Charlie Chaplin karikiert im Großen Diktator die bizarren Weltherrschaftsfantasien der Nationalsozialisten, indem er einen Globus in seinem megalomanischen Diktatorenbüro jongliert - auch mit dem Hintern. Und John Cleese reagiert auf die von der Regierung George W. Bush Anfang 2002 im Vorfeld des Irakkrieges ausgemachten Achse des Bösen (Iran, Irak und Nordkorea) mit einer beleidigten Achse der genauso Bösen (Libyen, Syrien und China), einer "Achse der nicht wirklich Bösen, aber doch prinzipiell Unsympathischen" (Bulgarien, Indonesien und Russland) und natürlich um eine "Achse von Ländern, die mitunter von Schafen verlangen, Lippenstift zu tragen" (Spanien, Schottland und Neuseeland).

Es gibt Schnittchen

Und nun reagierte das Titanic-Magazin auf den Tod der Kollegen in Paris so: "TERRORHINWEIS: Für 16 Uhr ist in der Titanic-Redaktion eine Pressekonferenz angesetzt, bei der RTL, Hessischer Rundfunk, Frankfurter Rundschau und sämtliche weitere Privat- und Systemmedien anwesend sind. Für Terroristen bietet sich hier die Möglichkeit, nicht nur eine Satireredaktion auszulöschen, sondern auch die gesamte deutsche Lügenpresse. Es gibt Schnittchen (hinterher)!"

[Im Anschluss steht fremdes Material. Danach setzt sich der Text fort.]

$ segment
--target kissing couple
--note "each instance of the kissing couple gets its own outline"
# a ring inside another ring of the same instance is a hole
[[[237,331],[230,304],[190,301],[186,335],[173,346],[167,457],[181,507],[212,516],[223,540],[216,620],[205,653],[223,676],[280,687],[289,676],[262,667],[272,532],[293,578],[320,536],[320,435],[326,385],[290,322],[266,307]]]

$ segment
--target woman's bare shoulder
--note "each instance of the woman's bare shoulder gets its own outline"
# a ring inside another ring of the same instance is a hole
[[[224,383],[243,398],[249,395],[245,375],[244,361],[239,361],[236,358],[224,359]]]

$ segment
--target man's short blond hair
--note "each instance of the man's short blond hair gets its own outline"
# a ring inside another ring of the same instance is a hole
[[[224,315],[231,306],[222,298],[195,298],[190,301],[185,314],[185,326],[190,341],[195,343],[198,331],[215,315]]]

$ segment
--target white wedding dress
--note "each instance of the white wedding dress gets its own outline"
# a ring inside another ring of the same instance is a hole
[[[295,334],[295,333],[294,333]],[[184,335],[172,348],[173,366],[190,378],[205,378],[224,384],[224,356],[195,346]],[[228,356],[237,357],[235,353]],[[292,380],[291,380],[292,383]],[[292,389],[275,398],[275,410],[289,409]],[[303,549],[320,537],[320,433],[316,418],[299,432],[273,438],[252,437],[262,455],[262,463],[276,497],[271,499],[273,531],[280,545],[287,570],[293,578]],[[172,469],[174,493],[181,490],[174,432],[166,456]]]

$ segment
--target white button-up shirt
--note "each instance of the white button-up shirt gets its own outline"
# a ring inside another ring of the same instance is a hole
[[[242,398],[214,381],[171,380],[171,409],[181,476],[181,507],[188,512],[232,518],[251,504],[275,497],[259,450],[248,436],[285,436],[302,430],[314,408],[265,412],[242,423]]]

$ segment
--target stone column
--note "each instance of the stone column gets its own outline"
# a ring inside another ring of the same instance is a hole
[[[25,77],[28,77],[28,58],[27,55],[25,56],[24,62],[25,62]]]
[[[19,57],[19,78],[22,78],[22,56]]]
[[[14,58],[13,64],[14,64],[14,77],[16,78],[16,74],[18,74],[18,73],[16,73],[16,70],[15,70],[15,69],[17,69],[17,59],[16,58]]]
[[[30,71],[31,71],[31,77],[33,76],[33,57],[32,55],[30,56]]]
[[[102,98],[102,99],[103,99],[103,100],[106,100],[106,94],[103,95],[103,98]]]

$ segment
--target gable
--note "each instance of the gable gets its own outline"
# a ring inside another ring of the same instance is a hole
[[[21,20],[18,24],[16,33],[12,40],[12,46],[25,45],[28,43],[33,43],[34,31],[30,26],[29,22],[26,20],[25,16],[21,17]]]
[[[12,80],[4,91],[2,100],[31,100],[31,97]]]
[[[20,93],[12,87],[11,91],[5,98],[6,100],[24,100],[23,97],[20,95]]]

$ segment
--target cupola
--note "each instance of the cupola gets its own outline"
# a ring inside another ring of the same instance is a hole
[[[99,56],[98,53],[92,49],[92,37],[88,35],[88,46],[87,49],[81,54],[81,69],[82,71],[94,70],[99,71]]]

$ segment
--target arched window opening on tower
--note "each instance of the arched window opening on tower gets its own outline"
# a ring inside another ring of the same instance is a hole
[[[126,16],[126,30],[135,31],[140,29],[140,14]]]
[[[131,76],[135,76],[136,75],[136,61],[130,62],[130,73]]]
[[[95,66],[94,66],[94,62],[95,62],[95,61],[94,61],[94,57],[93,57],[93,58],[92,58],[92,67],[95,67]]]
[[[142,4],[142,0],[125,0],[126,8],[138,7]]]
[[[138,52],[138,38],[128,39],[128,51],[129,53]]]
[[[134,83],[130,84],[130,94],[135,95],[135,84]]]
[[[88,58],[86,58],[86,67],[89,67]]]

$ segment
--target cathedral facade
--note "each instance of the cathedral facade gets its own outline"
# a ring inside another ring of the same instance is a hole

Diese Zeilen mögen schmerzen, einhegen lassen darf sich die Satire dennoch nicht. Auch nicht durch Rücksichtnahme auf eigene Belange.

Lachen als "Endlösung"

Die Bedingungen dafür sind heute so gut wie noch nie. Kaperten die Nazis seinerzeit den Simplicissimus, um ihn für ihre Zwecke zu missbrauchen, können die Kanäle der Komik heute nicht mehr so einfach verödet werden. In den Social Media findet Satire immer ihren Weg zu dankbaren Abnehmern. Ihnen verhilft sie zu einer erträglicheren Welt. Der Klerus mochte seine Inquisition haben, Hitler und Stalin ihre Mörderbrigaden, der Satire kamen sie damals schon nicht bei, weil "das Lachen die Endlösung des Rassenhasses ist" (Ephraim Kishon).

Die islamistischen Terrormilizen mögen ihre Schläfer überall auf der Welt platziert haben, sie können der Satire heute aber noch weniger anhaben als seinerzeit Faschismus und Kommunismus, weil sie im weltweiten Netz nicht "ausmerzbar" ist - auch in den arabischen Ländern nicht: Palästinensische Schauspieler stellen auf Memri TV eine Straßensperre der IS-Milizen nach. Endlich verirrt sich ein Christ dorthin, den die IS-Leute natürlich unbedingt erschießen wollen, um "Bonuspunkte" für das Paradies zu sammeln. Wer ihn denn nun töten darf, darüber geraten sie aber so heftig in Streit, dass der gute Christ vor lauter Aufregung an einem Herzinfarkt stirbt. Alle Wiederbelebungsversuche und Anrufungen Allahs nützen schlechterdings nichts: Shit happens and then you die.

Es ist alles lächerlich, wenn man an das Leben denkt. Es ist lebendig, wenn man alles lächerlich macht. (Christoph Prantner, DER STANDARD, 10./11.1.2015)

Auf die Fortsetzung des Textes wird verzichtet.